Who to name: Someone who:

  • Understands your values about life, death, and medical treatment
  • Can make difficult decisions under stress
  • Will advocate for your wishes, not their own preferences
  • Is reachable (geographic proximity matters in a medical emergency)

Have the conversation with this person before you name them. Tell them your wishes in detail — the document is the formalization of a conversation you should have already had.


POLST / MOLST Forms

For people with serious illness, advanced age, or conditions that put them at significant medical risk, a POLST (Physician Orders for Life-Sustaining Treatment) or MOLST (Medical Orders for Life-Sustaining Treatment) form may be appropriate. Unlike a healthcare directive, a POLST is a medical order signed by a physician that carries immediate clinical weight.
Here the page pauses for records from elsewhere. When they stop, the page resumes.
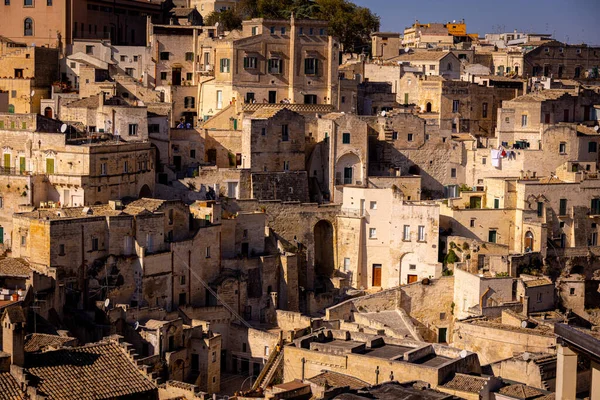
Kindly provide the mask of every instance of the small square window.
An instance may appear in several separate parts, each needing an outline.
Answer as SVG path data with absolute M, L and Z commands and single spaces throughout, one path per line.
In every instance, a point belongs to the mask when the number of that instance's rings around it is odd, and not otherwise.
M 456 178 L 456 168 L 451 168 L 450 169 L 450 177 L 451 178 Z
M 123 56 L 122 56 L 123 57 Z M 162 61 L 168 61 L 169 60 L 169 52 L 168 51 L 163 51 L 160 53 L 160 59 Z M 125 60 L 121 60 L 121 61 L 125 61 Z
M 414 270 L 416 270 L 416 269 L 417 269 L 417 266 L 416 266 L 415 264 L 409 264 L 409 265 L 408 265 L 408 269 L 410 269 L 410 270 L 414 271 Z
M 409 133 L 409 134 L 408 134 L 408 141 L 409 141 L 409 142 L 412 142 L 412 141 L 413 141 L 413 134 L 412 134 L 412 133 Z
M 569 288 L 569 295 L 575 296 L 575 288 Z
M 161 72 L 160 73 L 160 79 L 163 80 L 163 81 L 167 80 L 167 73 L 166 72 Z
M 471 223 L 469 224 L 471 228 L 475 227 L 475 218 L 471 218 Z
M 369 228 L 369 239 L 377 239 L 377 228 Z
M 58 255 L 59 256 L 65 255 L 65 245 L 62 243 L 58 245 Z
M 377 210 L 377 202 L 376 201 L 372 201 L 369 205 L 369 208 L 371 210 Z
M 350 134 L 349 133 L 344 133 L 342 136 L 342 143 L 343 144 L 350 144 Z
M 398 140 L 398 132 L 392 132 L 392 140 Z

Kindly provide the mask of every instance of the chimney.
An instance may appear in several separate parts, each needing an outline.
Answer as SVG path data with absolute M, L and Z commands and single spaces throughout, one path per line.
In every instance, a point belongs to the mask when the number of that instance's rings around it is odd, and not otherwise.
M 25 364 L 25 314 L 21 306 L 7 308 L 2 314 L 2 350 L 10 354 L 11 364 Z

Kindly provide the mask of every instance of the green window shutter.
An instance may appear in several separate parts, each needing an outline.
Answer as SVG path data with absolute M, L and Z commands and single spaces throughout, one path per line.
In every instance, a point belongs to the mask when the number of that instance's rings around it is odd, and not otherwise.
M 315 58 L 315 75 L 319 75 L 319 60 Z
M 54 173 L 54 159 L 46 158 L 46 174 L 50 175 Z

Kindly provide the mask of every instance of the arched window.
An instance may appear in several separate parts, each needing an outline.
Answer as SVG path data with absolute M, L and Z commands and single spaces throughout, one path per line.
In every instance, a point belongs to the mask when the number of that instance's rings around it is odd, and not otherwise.
M 33 36 L 33 20 L 31 18 L 25 18 L 23 36 Z
M 448 70 L 448 71 L 452 71 L 452 63 L 448 63 L 448 68 L 447 68 L 447 70 Z
M 529 253 L 533 251 L 533 233 L 531 231 L 527 231 L 525 234 L 525 253 Z

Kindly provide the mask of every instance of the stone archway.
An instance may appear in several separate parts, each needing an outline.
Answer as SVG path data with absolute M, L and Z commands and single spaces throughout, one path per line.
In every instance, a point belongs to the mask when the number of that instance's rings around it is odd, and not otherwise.
M 143 197 L 152 197 L 152 190 L 150 190 L 150 187 L 148 185 L 144 185 L 140 189 L 139 198 L 141 199 Z
M 425 105 L 425 112 L 431 112 L 431 102 L 427 102 L 427 104 Z
M 533 245 L 534 245 L 533 233 L 531 231 L 527 231 L 527 233 L 525 233 L 525 241 L 524 241 L 525 253 L 532 252 Z
M 336 185 L 362 184 L 363 167 L 360 157 L 349 152 L 338 158 L 335 166 Z
M 54 116 L 54 111 L 52 111 L 52 107 L 46 107 L 44 109 L 44 117 L 53 118 L 53 116 Z

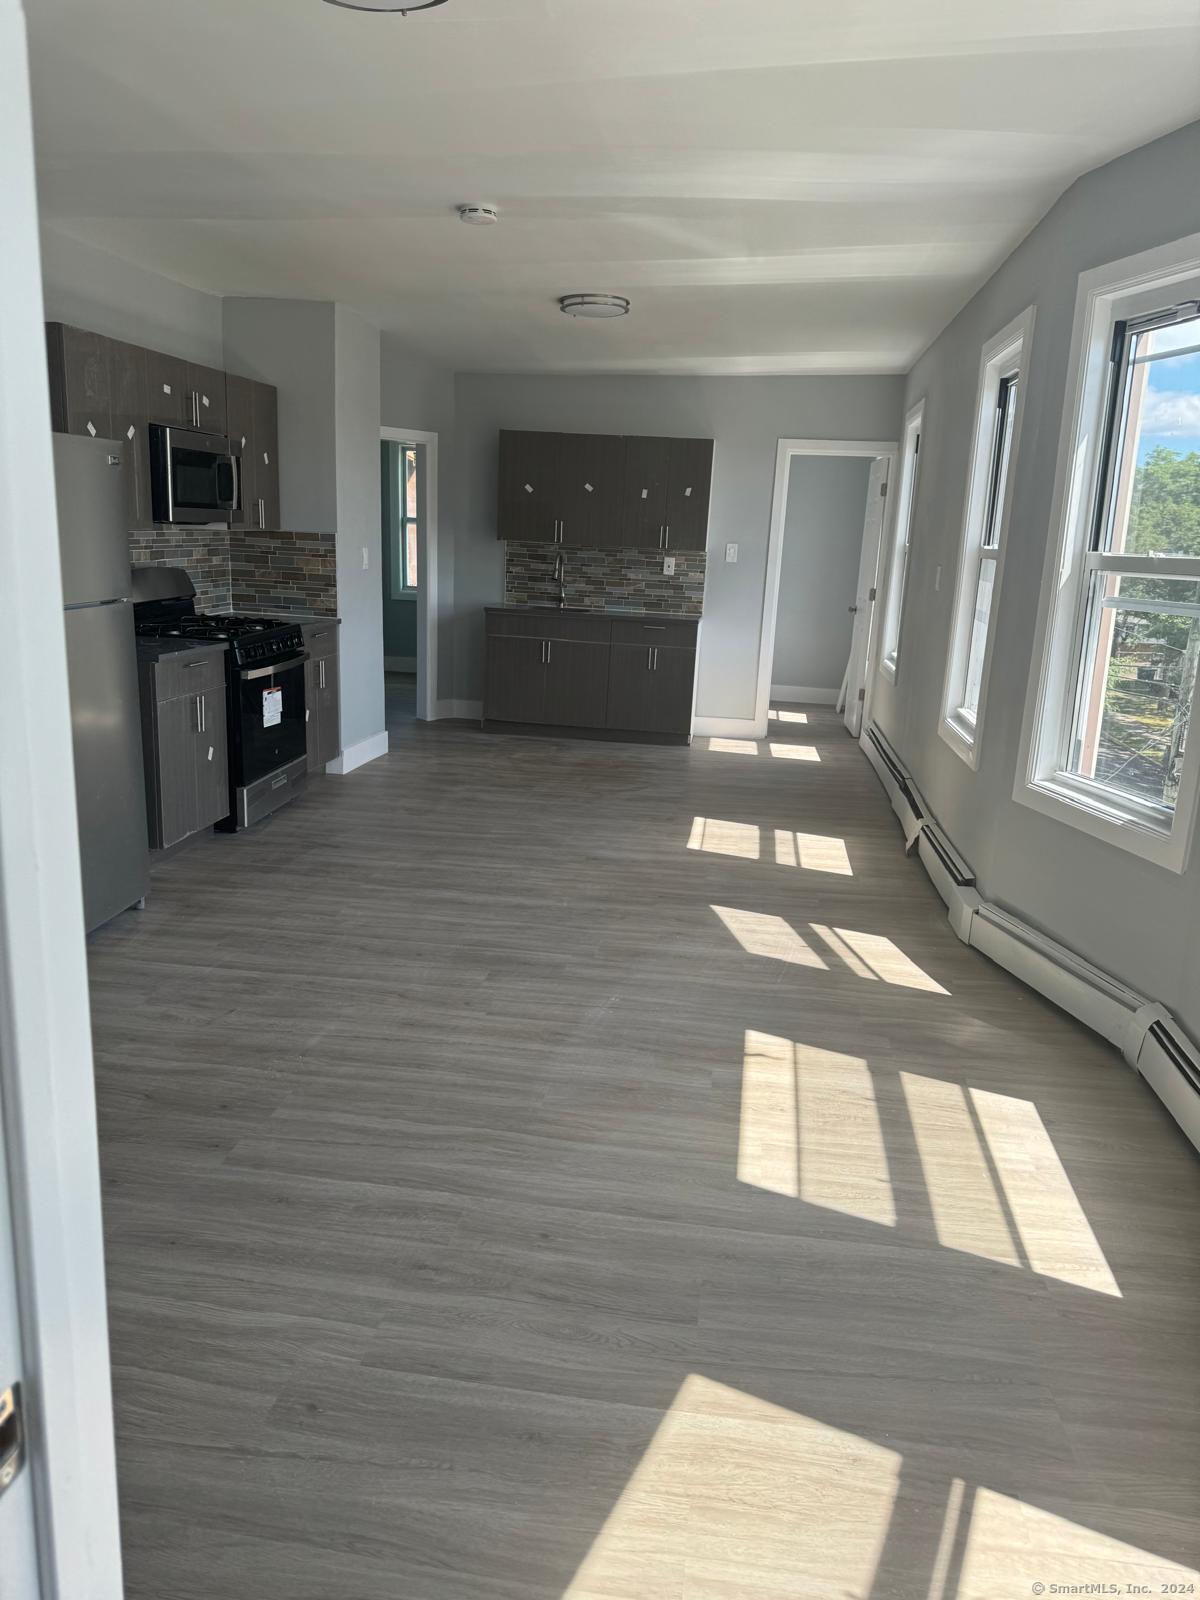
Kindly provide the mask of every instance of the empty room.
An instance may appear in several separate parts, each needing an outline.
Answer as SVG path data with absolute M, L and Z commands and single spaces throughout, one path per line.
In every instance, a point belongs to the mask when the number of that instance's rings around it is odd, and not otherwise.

Emergency responders and medical staff follow POLST orders directly.

Ask your physician if a POLST is appropriate for you or any family members.


Storage and Access

These documents need to be accessible when they're needed — which may be when you're incapacitated and someone else is looking for them.

Tell the people who need to know:

  • Your healthcare proxy needs to know they're named, where the document is, and what your wishes are
  • Your financial POA agent needs to know they're named and where the document is
  • Your executor needs to know they're named and where the will is

Physical storage:

  • Originals in your home safe
  • Copies with each named agent
  • Copy with your attorney if you used one
  • Copy with your healthcare providers (for healthcare directive)
  • Copy in your document safe deposit box

Digital storage:

  • Scanned copies in your encrypted digital backup
  • Note: digital-only copies may not be accepted as original legal documents in some situations — physical copies matter

Do not store only in a safe deposit box: You may need to access these documents during off-hours. The healthcare proxy needs immediate access if you're in an ER at 2am.


Annual Review

Review all three documents:

  • After any major life change (marriage, divorce, birth, death of a named person)
  • When named agents or beneficiaries move, become unavailable, or you lose trust in them
  • When laws change significantly (your attorney or a periodic legal review can flag this)
  • At minimum every 5 years, regardless of changes

A will from before you had children, before you owned property, or before you got married may be technically valid but practically wrong. Review it.

Sources

  1. American Bar Association — Will, Trust, and Estate Planning
  2. Caring.com — Advance Directive Laws by State

Frequently Asked Questions

Do I really need a lawyer to make a will, or can I use an online service?

For simple estates (no business ownership, no complicated asset mix, no blended families, minor estate tax concerns), online legal services (LegalZoom, Trust & Will, Nolo) produce legally valid documents in most states for $100-300. For anything complex — business interests, special needs dependents, significant assets, property in multiple states — a licensed estate attorney is worth the cost. The mistake is not having a will at all.

What happens if I die without a will?

You die intestate. The state's default rules determine who gets what. In most states, assets pass to the surviving spouse and then children in proportions determined by law, not your wishes. If you're unmarried, assets may go to parents or siblings rather than a partner. Guardianship of minor children goes to whoever the court appoints. A will costs you a few hundred dollars and a few hours. The absence of one costs your family enormously.

What is the difference between a healthcare directive and a Do Not Resuscitate (DNR) order?

A healthcare directive (or advance directive) is a document you create in advance that expresses your wishes for medical treatment if you can't speak for yourself. A DNR is a specific medical order, signed by a physician, instructing medical staff not to perform CPR. You can express DNR preferences in your directive, but a legal DNR order must come from a physician. POLST (Physician Orders for Life-Sustaining Treatment) forms serve a similar purpose and carry the weight of a medical order.